Danach hat sich der Zustand des Schienennetzes in Deutschland erneut leicht verschlechtert. Und so gibt die Deutsche Bahn der eigenen Infrastruktur für das vergangene Jahr lediglich eine mittelmäßige Note von 3,03.
Für das Vorjahr war der Wert mit 3,01 nur etwas besser. Erstmals vergibt der Konzern in dem Bericht auch eine Note für die rund 5400 Personenbahnhöfe der InfraGo. Sie kommen dabei auf einen ebenfalls nur mittelmäßigen Wert von 3,09.

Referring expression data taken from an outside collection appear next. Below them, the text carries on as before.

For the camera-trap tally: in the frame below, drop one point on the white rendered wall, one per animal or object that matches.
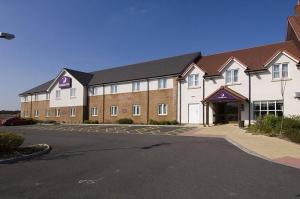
(66, 100)
(265, 88)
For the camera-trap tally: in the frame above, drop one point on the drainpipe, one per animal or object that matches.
(249, 99)
(30, 106)
(203, 97)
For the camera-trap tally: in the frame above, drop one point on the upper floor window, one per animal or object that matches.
(136, 110)
(36, 97)
(113, 88)
(36, 113)
(162, 83)
(94, 91)
(280, 71)
(113, 110)
(135, 86)
(94, 111)
(193, 80)
(57, 112)
(73, 92)
(162, 109)
(231, 76)
(57, 94)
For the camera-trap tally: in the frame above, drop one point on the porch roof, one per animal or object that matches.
(224, 94)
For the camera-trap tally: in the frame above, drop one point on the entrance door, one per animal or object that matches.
(225, 112)
(194, 113)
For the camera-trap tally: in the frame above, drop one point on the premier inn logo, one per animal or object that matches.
(65, 82)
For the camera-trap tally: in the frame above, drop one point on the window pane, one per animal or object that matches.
(228, 77)
(271, 105)
(190, 80)
(235, 75)
(276, 71)
(257, 106)
(279, 113)
(264, 106)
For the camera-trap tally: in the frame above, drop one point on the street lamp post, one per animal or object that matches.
(7, 36)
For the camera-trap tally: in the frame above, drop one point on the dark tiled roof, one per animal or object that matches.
(162, 67)
(253, 58)
(83, 78)
(156, 68)
(41, 88)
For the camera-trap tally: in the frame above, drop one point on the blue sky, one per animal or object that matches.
(89, 35)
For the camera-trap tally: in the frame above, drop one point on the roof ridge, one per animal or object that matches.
(250, 48)
(111, 68)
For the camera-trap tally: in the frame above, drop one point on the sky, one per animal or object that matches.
(89, 35)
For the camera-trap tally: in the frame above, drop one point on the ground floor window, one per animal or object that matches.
(36, 113)
(113, 110)
(162, 109)
(136, 110)
(272, 107)
(47, 113)
(94, 111)
(72, 112)
(57, 112)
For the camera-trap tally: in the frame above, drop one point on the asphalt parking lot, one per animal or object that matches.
(125, 165)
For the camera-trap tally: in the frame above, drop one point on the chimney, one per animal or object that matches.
(297, 8)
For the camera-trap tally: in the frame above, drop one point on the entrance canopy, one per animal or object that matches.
(224, 94)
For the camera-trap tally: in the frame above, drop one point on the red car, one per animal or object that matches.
(16, 121)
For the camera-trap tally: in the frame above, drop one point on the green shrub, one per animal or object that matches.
(10, 141)
(90, 122)
(154, 122)
(50, 122)
(125, 121)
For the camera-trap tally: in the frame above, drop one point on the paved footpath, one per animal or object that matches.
(271, 148)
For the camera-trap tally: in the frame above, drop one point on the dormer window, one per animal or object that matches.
(113, 88)
(280, 71)
(231, 76)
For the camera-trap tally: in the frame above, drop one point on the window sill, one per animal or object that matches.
(233, 84)
(279, 80)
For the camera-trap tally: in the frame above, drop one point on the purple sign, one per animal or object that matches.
(223, 95)
(65, 82)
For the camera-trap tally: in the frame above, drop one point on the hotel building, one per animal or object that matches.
(236, 86)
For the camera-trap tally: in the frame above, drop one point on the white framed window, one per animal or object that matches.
(72, 92)
(57, 94)
(136, 110)
(57, 112)
(280, 71)
(94, 91)
(72, 112)
(162, 83)
(36, 113)
(135, 86)
(232, 76)
(113, 88)
(193, 80)
(162, 109)
(272, 107)
(47, 113)
(36, 97)
(94, 111)
(113, 110)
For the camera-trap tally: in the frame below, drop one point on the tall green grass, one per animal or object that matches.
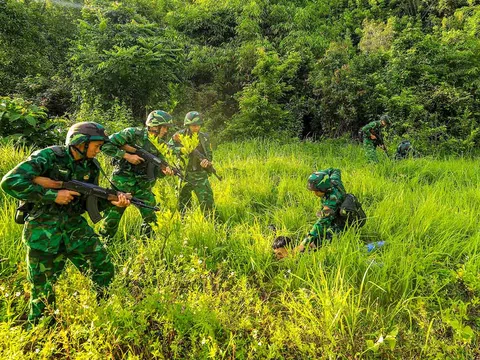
(212, 289)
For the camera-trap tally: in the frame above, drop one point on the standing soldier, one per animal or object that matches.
(372, 137)
(130, 173)
(54, 228)
(327, 185)
(199, 165)
(405, 150)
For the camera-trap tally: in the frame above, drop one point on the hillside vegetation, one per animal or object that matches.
(212, 289)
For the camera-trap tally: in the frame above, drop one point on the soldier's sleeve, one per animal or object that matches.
(103, 204)
(330, 206)
(18, 181)
(208, 148)
(371, 127)
(175, 145)
(117, 140)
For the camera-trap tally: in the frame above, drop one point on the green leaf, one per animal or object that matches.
(14, 116)
(31, 120)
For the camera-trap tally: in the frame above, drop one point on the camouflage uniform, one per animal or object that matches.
(329, 221)
(196, 177)
(131, 178)
(405, 150)
(54, 233)
(369, 144)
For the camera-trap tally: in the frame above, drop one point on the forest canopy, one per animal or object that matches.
(254, 68)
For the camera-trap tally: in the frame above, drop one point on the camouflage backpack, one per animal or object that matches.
(351, 211)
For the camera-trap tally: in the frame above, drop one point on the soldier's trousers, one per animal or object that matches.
(138, 188)
(44, 269)
(370, 150)
(324, 229)
(198, 183)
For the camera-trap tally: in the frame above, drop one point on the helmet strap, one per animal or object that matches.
(83, 153)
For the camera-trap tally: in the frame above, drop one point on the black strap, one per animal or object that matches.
(97, 164)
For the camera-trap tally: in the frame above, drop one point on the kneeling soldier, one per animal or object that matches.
(326, 184)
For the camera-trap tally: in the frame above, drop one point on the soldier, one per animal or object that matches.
(405, 150)
(199, 165)
(55, 230)
(372, 137)
(130, 173)
(326, 184)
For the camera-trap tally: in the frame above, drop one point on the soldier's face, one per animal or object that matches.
(194, 128)
(280, 253)
(94, 148)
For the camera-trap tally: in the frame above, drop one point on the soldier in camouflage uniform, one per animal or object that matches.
(372, 137)
(130, 173)
(55, 230)
(196, 176)
(326, 184)
(405, 150)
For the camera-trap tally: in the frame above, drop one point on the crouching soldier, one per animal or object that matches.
(55, 230)
(338, 210)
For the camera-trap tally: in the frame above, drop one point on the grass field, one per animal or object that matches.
(204, 289)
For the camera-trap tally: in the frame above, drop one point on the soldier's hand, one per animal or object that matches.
(122, 200)
(167, 171)
(299, 248)
(205, 163)
(65, 196)
(133, 159)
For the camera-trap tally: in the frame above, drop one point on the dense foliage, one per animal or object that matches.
(258, 68)
(212, 290)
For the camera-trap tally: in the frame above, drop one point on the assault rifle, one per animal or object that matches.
(92, 192)
(152, 161)
(209, 168)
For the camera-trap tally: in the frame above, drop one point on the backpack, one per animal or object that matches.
(351, 211)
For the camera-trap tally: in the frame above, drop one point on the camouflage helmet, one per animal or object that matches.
(385, 118)
(159, 118)
(319, 181)
(193, 118)
(84, 132)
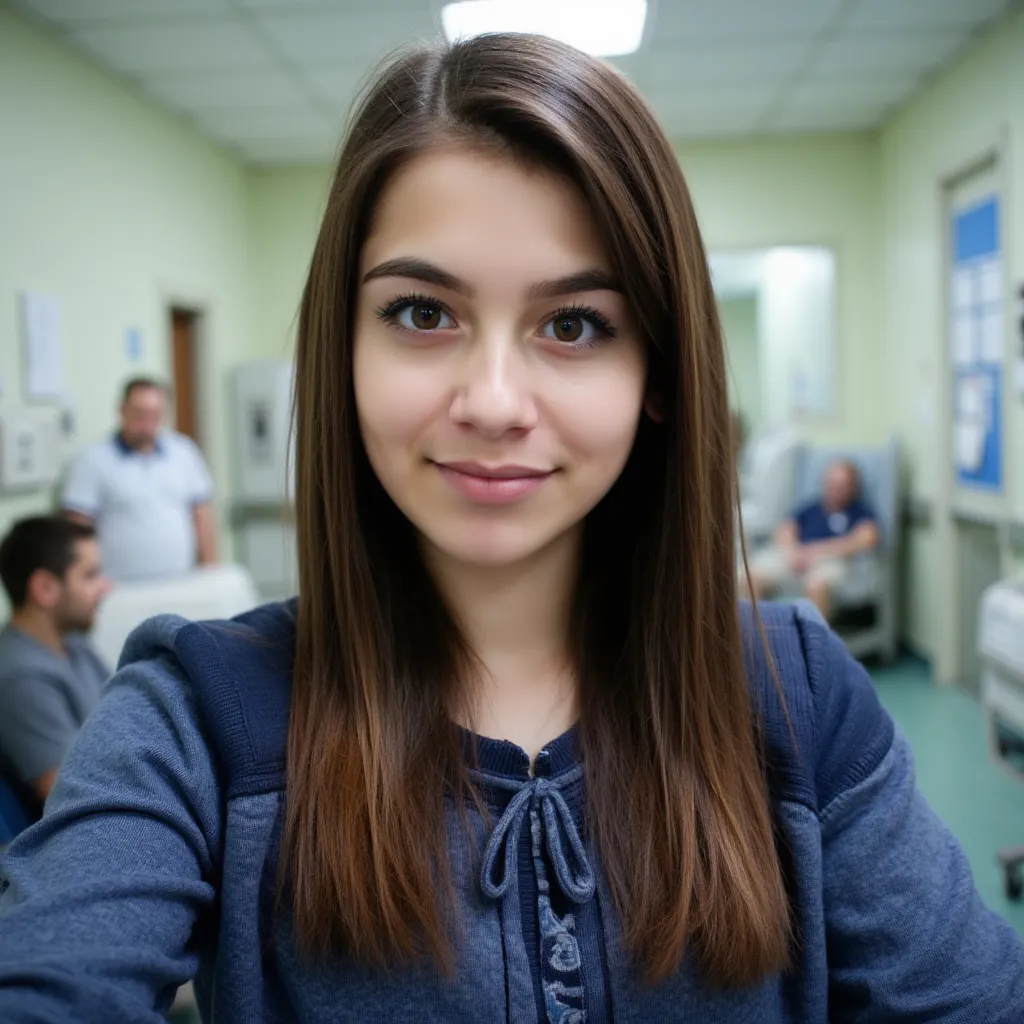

Bahn: Sämtliche Anlagen sind verkehrssicher
Die Bahn betont, dass sämtliche Anlagen der Infrastruktur „stand-, betriebs- und verkehrssicher“ seien. „Jedoch liegen vor allem pünktlichkeitsrelevante Anlagen wie Weichen, Bahnübergänge und Stellwerke im hochbelasteten Netz nur im Notenbereich mittelmäßig bis mangelhaft.“ Das spüren vor allem die Bahnfahrgäste im Fernverkehr: Jeder dritte Fernzug war im vergangenen Jahr verspätet unterwegs. Ähnlich unzuverlässig ist die Bahn bislang auch in diesem Jahr. Grund sind die vielen Baustellen auf dem sanierungsbedürftigen Netz, die den Verkehr ausbremsen.
Dem Netzzustandsbericht zufolge beläuft sich der Erneuerungsbedarf im Netz inzwischen auf mehr als 92 Milliarden Euro. Die Summe bezeichnet den Wert der Anlagen mit den Notenstufen schlecht bis mangelhaft, die mittel- bis kurzfristig ersetzt werden müssen. Im Vergleich zum Vorjahr stieg sie dem Bericht zufolge um knapp zwei Milliarden Euro. Hinzu kommen 17,6 Milliarden Euro für sanierungsbedürftige Bahnhöfe.
Bahnübergänge und Stellwerke oft museumsreif
Besonders schlecht bestellt ist es dem Bericht zufolge um Bahnübergänge und Stellwerke. Davon sind viele inzwischen so überaltert, dass lediglich ein Neubau infrage kommt. Die Bahn vergibt bei den Stellwerken inzwischen den schlechten Wert 4,02. „Das ist eindeutig ein Alarmsignal“, teilte der Geschäftsführer der Allianz pro Schiene, Dirk Flege, am Mittwoch mit. „Zu viele unserer Stellwerke sind reif fürs Museum. Die Politik muss den Schalter umlegen und die Digitalisierung der Stellwerke zügig vorantreiben.“ Davon profitierten dann auch die Fahrgäste und Transporteure durch pünktlichere Züge.
Auch die Bahn sieht laut dem Bericht „besonderen Handlungsbedarf“. Mit einem großangelegten Investitionsprogramm will sie in den kommenden Jahren Dutzende, vor allem hochbelastete Streckenabschnitte umfassend modernisieren. Start ist in diesem Jahr auf der Riedbahn zwischen Frankfurt und Mannheim, die während der Bauarbeiten für rund fünf Monate vollständig gesperrt wird.